Summary of the Partial Fraction Expansion

In summary, the partial fraction expansion can be used to expand any rational z transform

$$H(z) = \frac{B(z)}{A(z)} = \frac{b_0 + b_1 z^{-1}+ \cdots + b_M z^{-M}}{1 + a_1 z^{-1}+ \cdots + a_N z^{-N}}$$

as a sum of first-order terms

$$H(z) \isdef \frac{B(z)}{A(z)} = \sum_{i=1}^{N} \frac{r_i}{1-p_iz^{-1}} \protect$$ (7.17)

for $M<N$, and

$$H(z) = F(z) + z^{-(K+1)}\sum_{i=1}^{N}\frac{r_i}{1-p_iz^{-1}} \protect$$ (7.18)

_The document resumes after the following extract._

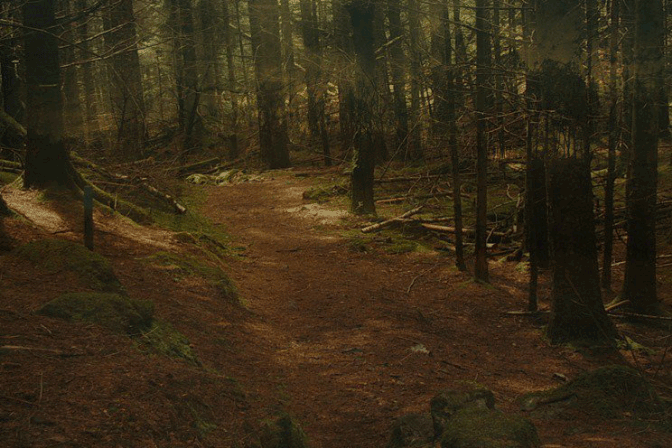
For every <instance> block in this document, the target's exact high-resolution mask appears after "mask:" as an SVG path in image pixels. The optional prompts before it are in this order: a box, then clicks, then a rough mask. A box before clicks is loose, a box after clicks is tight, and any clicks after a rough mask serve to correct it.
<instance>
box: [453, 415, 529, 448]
mask: <svg viewBox="0 0 672 448" xmlns="http://www.w3.org/2000/svg"><path fill="white" fill-rule="evenodd" d="M441 446H442V447H450V448H475V447H478V448H535V447H539V446H541V441H540V440H539V436H538V435H537V430H536V428H535V427H534V425H533V424H532V423H531V422H530V421H529V420H527V419H525V418H522V417H520V416H517V415H506V414H504V413H502V412H499V411H495V410H492V409H485V410H484V409H477V408H465V409H462V410H460V411H458V412H457V414H455V415H454V416H453V417H452V418H451V419H450V420H449V421H448V424H447V426H446V429H445V431H444V433H443V437H442V439H441Z"/></svg>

for $M\geq N$, where the term $z^{-(K+1)}$ is optional, but often preferred. For real filters, the complex one-pole terms may be paired up to obtain second-order terms with real coefficients. The PFE procedure occurs in two or three steps:

1. When $M\geq N$, perform a step of long division to obtain an FIR part $F(z)$ and a strictly proper IIR part $B^\prime(z)/A(z)$.
2. Find the $N$ poles $p_i$, $i=1,\ldots,N$ (roots of $A(z)$).
3. If the poles are distinct, find the $N$ residues $r_i$, $i=1,\ldots,N$ from
   $$r_i = \left.(1-p_iz^{-1})\frac{B(z)}{A(z)}\right\vert _{z=p_i}$$

4. If there are repeated poles, find the additional residues via the method of §6.8.5, and the general form of the PFE is

   $$H(z) = F(z) + z^{-(K+1)}\sum_{i=1}^{N_p}\sum_{k=1}^{m_i}\frac{r_{i,k}}{(1-p_iz^{-1})^k} \protect$$ (7.19)

   
   
   where $N_p$ denotes the number of distinct poles, and $m_i\ge 1$ denotes the multiplicity of the $i$th pole.

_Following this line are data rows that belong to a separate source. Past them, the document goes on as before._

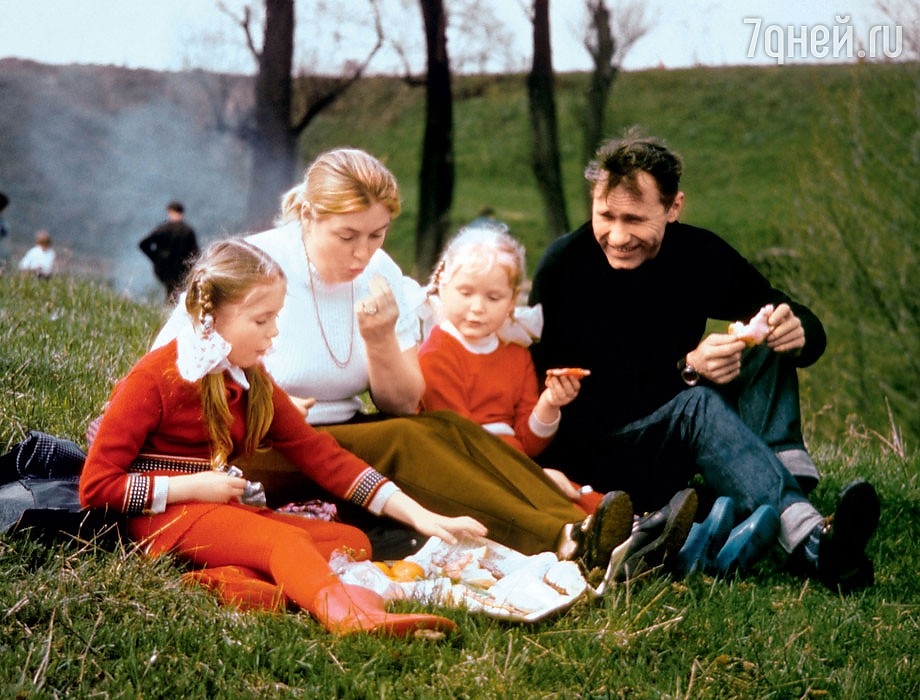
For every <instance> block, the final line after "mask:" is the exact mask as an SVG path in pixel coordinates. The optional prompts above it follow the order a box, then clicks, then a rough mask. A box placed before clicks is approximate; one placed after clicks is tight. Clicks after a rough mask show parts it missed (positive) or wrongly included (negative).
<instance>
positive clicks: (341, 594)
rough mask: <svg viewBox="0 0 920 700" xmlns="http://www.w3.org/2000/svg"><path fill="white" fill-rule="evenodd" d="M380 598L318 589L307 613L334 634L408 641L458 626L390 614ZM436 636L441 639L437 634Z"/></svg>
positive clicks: (375, 594)
mask: <svg viewBox="0 0 920 700" xmlns="http://www.w3.org/2000/svg"><path fill="white" fill-rule="evenodd" d="M385 606H386V603H385V601H384V600H383V598H381V597H380V596H379V595H377V594H376V593H375V592H374V591H372V590H370V589H369V588H363V587H362V586H353V585H346V584H344V583H340V582H338V583H334V584H332V585H330V586H326V587H325V588H323V589H321V590H320V592H319V593H317V595H316V599H315V600H314V601H313V605H312V607H311V609H310V612H311V613H313V615H314V616H315V617H316V619H317V620H319V621H320V623H322V625H323V626H324V627H325V628H326V629H327V630H329V631H330V632H332V633H333V634H340V635H346V634H354V633H356V632H369V633H370V634H381V635H387V636H392V637H409V636H413V635H415V634H416V633H417V632H421V631H423V630H427V631H433V632H436V633H446V632H456V631H457V629H458V628H457V625H456V624H455V623H454V622H453V621H452V620H448V619H447V618H446V617H440V616H439V615H428V614H415V613H410V614H403V613H390V612H387V610H386V607H385ZM439 636H443V634H440V635H439Z"/></svg>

In step 2, the poles are typically found by factoring the denominator polynomial $A(z)$. This is a dangerous step numerically which may fail when there are many poles, especially when many poles are clustered close together in the $z$ plane.

The following matlab code illustrates factoring $A(z) = 1 - z^{-3}$ to obtain the three roots, $p_k=e^{jk2\pi/3}$, $k=0,1,2$:

A = [1 0 0 -1];  % Filter denominator polynomial
poles = roots(A) % Filter poles

See Chapter 9 for additional discussion regarding digital filters implemented as parallel sections (especially §9.2.2).